贺知意暗自嘀咕,贺临礼突然起身。贺知意察觉动静,视线随他起身的动作转变,见他正朝窗边走去,那里窗帘大开,外面天色渐暗。
没等贺知意细看,窗边的光线瞬间被封。
贺知意怔怔看他,又见他缓缓朝自己走来。她偷偷吞咽一下,低着头没再吭声。
贺临礼自顾开口。
“得知我母亲死讯的那天,我独自坐了一夜,一直到次日凌晨五点,但当时脑子里充斥着的,都是竞赛的规则和相关试题。”
“那天的早餐不对胃口,竞赛的裁判也让人不爽。当天就是决赛,而次日还有一场,一场接一场。困得要死,最后只想睡觉,比赛结束,睡了两天。”
贺临礼一连把话说完,贺知意全程安静听着。
可她隐约察觉到别样的情绪。
贺临礼大概是难过的。
难过得失眠一整夜,难过到记得坐到了凌晨几点,难过到看什么都不顺心。
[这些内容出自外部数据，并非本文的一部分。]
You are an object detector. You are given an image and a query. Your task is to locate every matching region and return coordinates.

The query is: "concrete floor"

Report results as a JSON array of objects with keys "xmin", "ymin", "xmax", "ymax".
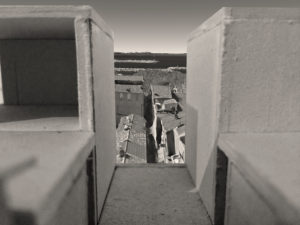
[{"xmin": 100, "ymin": 165, "xmax": 211, "ymax": 225}]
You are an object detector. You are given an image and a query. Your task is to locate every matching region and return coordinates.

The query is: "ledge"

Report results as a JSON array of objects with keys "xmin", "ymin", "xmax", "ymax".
[
  {"xmin": 218, "ymin": 133, "xmax": 300, "ymax": 224},
  {"xmin": 0, "ymin": 132, "xmax": 95, "ymax": 224}
]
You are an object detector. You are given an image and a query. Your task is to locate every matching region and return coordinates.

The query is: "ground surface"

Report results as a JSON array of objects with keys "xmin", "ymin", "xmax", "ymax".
[{"xmin": 100, "ymin": 166, "xmax": 211, "ymax": 225}]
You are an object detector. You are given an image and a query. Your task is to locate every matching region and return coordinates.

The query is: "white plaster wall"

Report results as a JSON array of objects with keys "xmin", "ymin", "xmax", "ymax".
[
  {"xmin": 186, "ymin": 11, "xmax": 222, "ymax": 219},
  {"xmin": 220, "ymin": 16, "xmax": 300, "ymax": 132},
  {"xmin": 186, "ymin": 8, "xmax": 300, "ymax": 219},
  {"xmin": 91, "ymin": 22, "xmax": 116, "ymax": 217},
  {"xmin": 0, "ymin": 40, "xmax": 78, "ymax": 105}
]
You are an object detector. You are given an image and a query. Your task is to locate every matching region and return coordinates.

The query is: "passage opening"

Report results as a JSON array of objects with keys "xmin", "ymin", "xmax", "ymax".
[
  {"xmin": 115, "ymin": 52, "xmax": 186, "ymax": 164},
  {"xmin": 0, "ymin": 18, "xmax": 79, "ymax": 130}
]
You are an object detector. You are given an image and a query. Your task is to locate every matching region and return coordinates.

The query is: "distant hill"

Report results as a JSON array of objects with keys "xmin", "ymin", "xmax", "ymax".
[{"xmin": 115, "ymin": 52, "xmax": 186, "ymax": 69}]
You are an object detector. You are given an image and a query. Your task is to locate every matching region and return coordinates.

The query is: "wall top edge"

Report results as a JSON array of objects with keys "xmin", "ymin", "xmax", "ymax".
[
  {"xmin": 188, "ymin": 7, "xmax": 300, "ymax": 42},
  {"xmin": 0, "ymin": 5, "xmax": 114, "ymax": 39}
]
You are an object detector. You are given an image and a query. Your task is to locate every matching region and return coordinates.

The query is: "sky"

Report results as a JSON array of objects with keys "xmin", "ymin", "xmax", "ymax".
[{"xmin": 0, "ymin": 0, "xmax": 300, "ymax": 53}]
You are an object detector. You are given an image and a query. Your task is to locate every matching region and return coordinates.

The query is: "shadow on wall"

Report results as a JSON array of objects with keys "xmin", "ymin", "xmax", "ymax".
[{"xmin": 185, "ymin": 103, "xmax": 198, "ymax": 183}]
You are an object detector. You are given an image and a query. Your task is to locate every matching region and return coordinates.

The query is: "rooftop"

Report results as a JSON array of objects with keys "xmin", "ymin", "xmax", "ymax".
[
  {"xmin": 115, "ymin": 75, "xmax": 144, "ymax": 84},
  {"xmin": 157, "ymin": 112, "xmax": 185, "ymax": 131},
  {"xmin": 151, "ymin": 85, "xmax": 172, "ymax": 98},
  {"xmin": 116, "ymin": 84, "xmax": 144, "ymax": 94}
]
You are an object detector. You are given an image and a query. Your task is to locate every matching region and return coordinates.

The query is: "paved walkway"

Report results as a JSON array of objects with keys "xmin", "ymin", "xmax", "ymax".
[{"xmin": 100, "ymin": 166, "xmax": 211, "ymax": 225}]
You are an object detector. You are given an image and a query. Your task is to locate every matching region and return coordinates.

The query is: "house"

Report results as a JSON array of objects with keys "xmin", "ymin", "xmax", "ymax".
[
  {"xmin": 157, "ymin": 112, "xmax": 185, "ymax": 163},
  {"xmin": 115, "ymin": 75, "xmax": 144, "ymax": 85},
  {"xmin": 116, "ymin": 114, "xmax": 147, "ymax": 163},
  {"xmin": 115, "ymin": 84, "xmax": 144, "ymax": 124},
  {"xmin": 150, "ymin": 85, "xmax": 172, "ymax": 110}
]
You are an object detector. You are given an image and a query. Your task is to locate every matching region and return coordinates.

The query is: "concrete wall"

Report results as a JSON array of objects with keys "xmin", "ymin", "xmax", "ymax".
[
  {"xmin": 91, "ymin": 23, "xmax": 116, "ymax": 218},
  {"xmin": 186, "ymin": 8, "xmax": 300, "ymax": 219},
  {"xmin": 0, "ymin": 40, "xmax": 78, "ymax": 105},
  {"xmin": 186, "ymin": 8, "xmax": 222, "ymax": 218},
  {"xmin": 48, "ymin": 166, "xmax": 91, "ymax": 225}
]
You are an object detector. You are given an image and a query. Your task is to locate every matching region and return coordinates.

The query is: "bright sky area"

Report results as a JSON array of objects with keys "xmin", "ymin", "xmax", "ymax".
[{"xmin": 0, "ymin": 0, "xmax": 300, "ymax": 53}]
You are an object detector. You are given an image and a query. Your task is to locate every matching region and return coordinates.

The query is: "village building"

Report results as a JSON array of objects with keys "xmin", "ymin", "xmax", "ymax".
[
  {"xmin": 115, "ymin": 84, "xmax": 144, "ymax": 124},
  {"xmin": 116, "ymin": 114, "xmax": 147, "ymax": 163},
  {"xmin": 157, "ymin": 112, "xmax": 185, "ymax": 163},
  {"xmin": 150, "ymin": 84, "xmax": 172, "ymax": 111},
  {"xmin": 115, "ymin": 75, "xmax": 144, "ymax": 85}
]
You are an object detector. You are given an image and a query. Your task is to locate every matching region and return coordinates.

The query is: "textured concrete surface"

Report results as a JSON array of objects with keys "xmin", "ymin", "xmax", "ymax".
[
  {"xmin": 186, "ymin": 8, "xmax": 300, "ymax": 221},
  {"xmin": 0, "ymin": 105, "xmax": 79, "ymax": 131},
  {"xmin": 0, "ymin": 39, "xmax": 78, "ymax": 105},
  {"xmin": 100, "ymin": 166, "xmax": 211, "ymax": 225},
  {"xmin": 0, "ymin": 131, "xmax": 95, "ymax": 224},
  {"xmin": 91, "ymin": 23, "xmax": 116, "ymax": 215},
  {"xmin": 218, "ymin": 133, "xmax": 300, "ymax": 224}
]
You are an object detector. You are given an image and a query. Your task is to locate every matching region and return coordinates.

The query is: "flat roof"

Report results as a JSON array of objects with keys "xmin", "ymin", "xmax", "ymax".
[
  {"xmin": 115, "ymin": 84, "xmax": 144, "ymax": 93},
  {"xmin": 115, "ymin": 75, "xmax": 144, "ymax": 82},
  {"xmin": 151, "ymin": 85, "xmax": 172, "ymax": 98}
]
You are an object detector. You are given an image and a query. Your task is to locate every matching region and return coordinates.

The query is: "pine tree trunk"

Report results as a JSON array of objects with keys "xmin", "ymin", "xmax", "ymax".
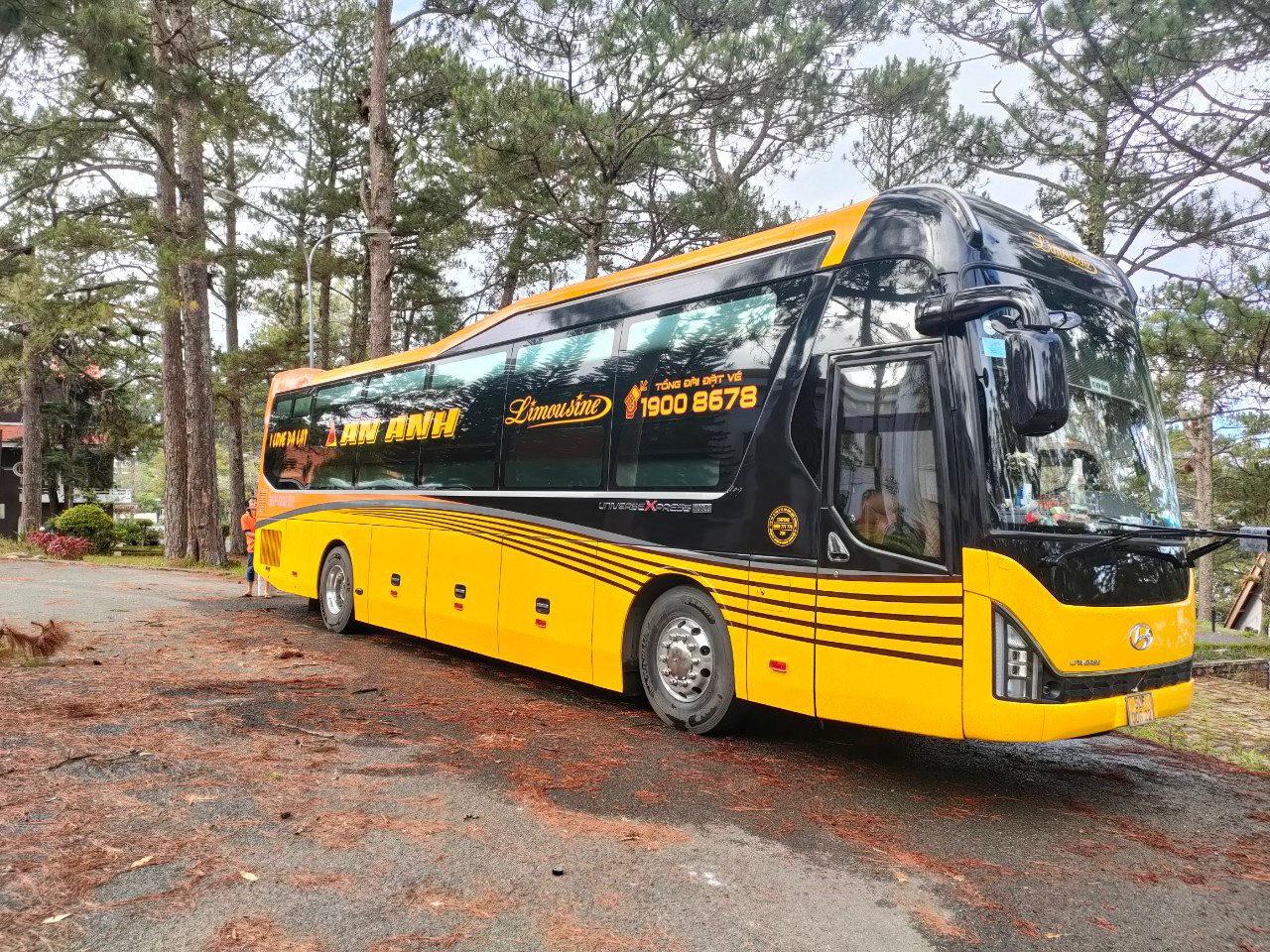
[
  {"xmin": 348, "ymin": 258, "xmax": 371, "ymax": 363},
  {"xmin": 366, "ymin": 0, "xmax": 393, "ymax": 357},
  {"xmin": 318, "ymin": 230, "xmax": 332, "ymax": 368},
  {"xmin": 225, "ymin": 131, "xmax": 248, "ymax": 554},
  {"xmin": 173, "ymin": 0, "xmax": 226, "ymax": 565},
  {"xmin": 1187, "ymin": 381, "xmax": 1212, "ymax": 635},
  {"xmin": 1257, "ymin": 554, "xmax": 1270, "ymax": 638},
  {"xmin": 18, "ymin": 335, "xmax": 45, "ymax": 536},
  {"xmin": 150, "ymin": 0, "xmax": 190, "ymax": 558},
  {"xmin": 584, "ymin": 225, "xmax": 602, "ymax": 280},
  {"xmin": 498, "ymin": 219, "xmax": 528, "ymax": 307}
]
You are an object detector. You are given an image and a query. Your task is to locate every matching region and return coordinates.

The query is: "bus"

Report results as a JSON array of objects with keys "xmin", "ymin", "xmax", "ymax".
[{"xmin": 255, "ymin": 185, "xmax": 1195, "ymax": 742}]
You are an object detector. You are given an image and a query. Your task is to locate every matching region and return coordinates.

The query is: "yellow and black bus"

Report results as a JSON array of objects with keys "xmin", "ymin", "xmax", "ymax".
[{"xmin": 257, "ymin": 185, "xmax": 1195, "ymax": 740}]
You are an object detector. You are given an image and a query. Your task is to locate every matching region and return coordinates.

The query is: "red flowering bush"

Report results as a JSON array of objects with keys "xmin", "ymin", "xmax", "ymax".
[{"xmin": 27, "ymin": 531, "xmax": 92, "ymax": 561}]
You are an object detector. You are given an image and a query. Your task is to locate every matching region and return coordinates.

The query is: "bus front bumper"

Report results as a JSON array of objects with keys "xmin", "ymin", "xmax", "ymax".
[{"xmin": 966, "ymin": 680, "xmax": 1195, "ymax": 742}]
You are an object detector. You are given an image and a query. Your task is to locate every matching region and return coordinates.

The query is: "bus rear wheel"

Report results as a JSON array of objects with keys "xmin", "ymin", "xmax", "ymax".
[
  {"xmin": 318, "ymin": 545, "xmax": 354, "ymax": 635},
  {"xmin": 639, "ymin": 585, "xmax": 744, "ymax": 734}
]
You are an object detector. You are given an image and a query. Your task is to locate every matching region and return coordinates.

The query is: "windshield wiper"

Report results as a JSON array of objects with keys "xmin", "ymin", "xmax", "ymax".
[{"xmin": 1043, "ymin": 520, "xmax": 1266, "ymax": 568}]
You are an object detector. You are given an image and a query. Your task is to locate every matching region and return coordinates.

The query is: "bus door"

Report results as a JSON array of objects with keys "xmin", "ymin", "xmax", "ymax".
[{"xmin": 816, "ymin": 344, "xmax": 961, "ymax": 738}]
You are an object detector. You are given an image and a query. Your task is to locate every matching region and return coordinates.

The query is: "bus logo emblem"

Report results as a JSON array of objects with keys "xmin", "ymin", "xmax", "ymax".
[
  {"xmin": 626, "ymin": 380, "xmax": 648, "ymax": 420},
  {"xmin": 767, "ymin": 505, "xmax": 798, "ymax": 548},
  {"xmin": 1129, "ymin": 625, "xmax": 1156, "ymax": 652}
]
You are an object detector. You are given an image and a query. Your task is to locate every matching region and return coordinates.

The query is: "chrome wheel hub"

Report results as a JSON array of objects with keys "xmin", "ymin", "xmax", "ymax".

因为难过,所以那天经历的事情全部历历在目,仿如昨日。
贺临礼只是忙碌到连好好停歇下来感受何为难过的时间都没有。他是贺任的骄傲,各种竞赛一场接一场,只机械性连轴在转。
所以比赛结束才睡了两天。
贺临礼有两天好好难过的时间,有两天时间去接受并感受母亲离世的悲伤。
“我可以爱你,贺知意。”
没头没脑的一句,贺知意循声抬眸。
她看清了他的神情,依旧是一脸平和,说着那样的话,提到母亲去世的事也好,说爱她也好,自己好像都没什么情绪波动。
或许该说点什么的,比如说点什么安慰的话。
贺知意突然意识到,贺临礼也没有爱,也是个笨蛋。她甚至想到了刘妙之前的话,太过聪明的人,总会有些不为人知的怪癖。
贺知意刚想开口说点什么,又被贺临礼截下。
“贺知意,我想你爱我。”
贺知意愕然与他对视。
贺临礼已经近身,他再度蹲在她面前,拉上了她交叠在腿间的手,仿佛历史重现,上一次贺临礼也如这般,虔诚俯身仰头看她。
他一如往日,细细啄吻她的手,一下又一下。
贺知意依旧尝试脱手,贺临礼没再刻意拉她。他的两手垂在身侧,仰着那张过分精致的脸看她。那张脸真的过分优越。
贺知意突然伸手,她轻轻揽上了他的脖颈,后慢慢俯身,手也轻轻把贺临礼往怀中带。她再看不见贺临礼的脸,自也看不见贺临礼眸中一闪而过的愕然。
贺知意轻轻抱着人,一手轻抚贺临礼的后背,动作极为生疏,但她想要传达的意思已经十分明确。
只一瞬间,贺临礼两手紧紧环上她的腰身,他重重一收,贺知意身体被迫往他所在的方向挪动,两人瞬间紧紧贴在一起。
贺知意安抚的动作被他吓停,贺临礼也只安静抱着她,没有更多动作。
不知过去多久,贺知意才稍稍恢复的腰身越发的酸,她抬手轻拍了拍贺临礼的后背,极小声说了一句。
“贺临礼,谢谢你爱我。”
贺知意一下被搂得更紧,整个腰身往贺临礼的方向屈去,姿势实在让人难受。贺知意再耐不住,一手摸上了贺临礼的头,哄人似的开口。
“贺临礼,好难受。”
贺临礼不肯放手。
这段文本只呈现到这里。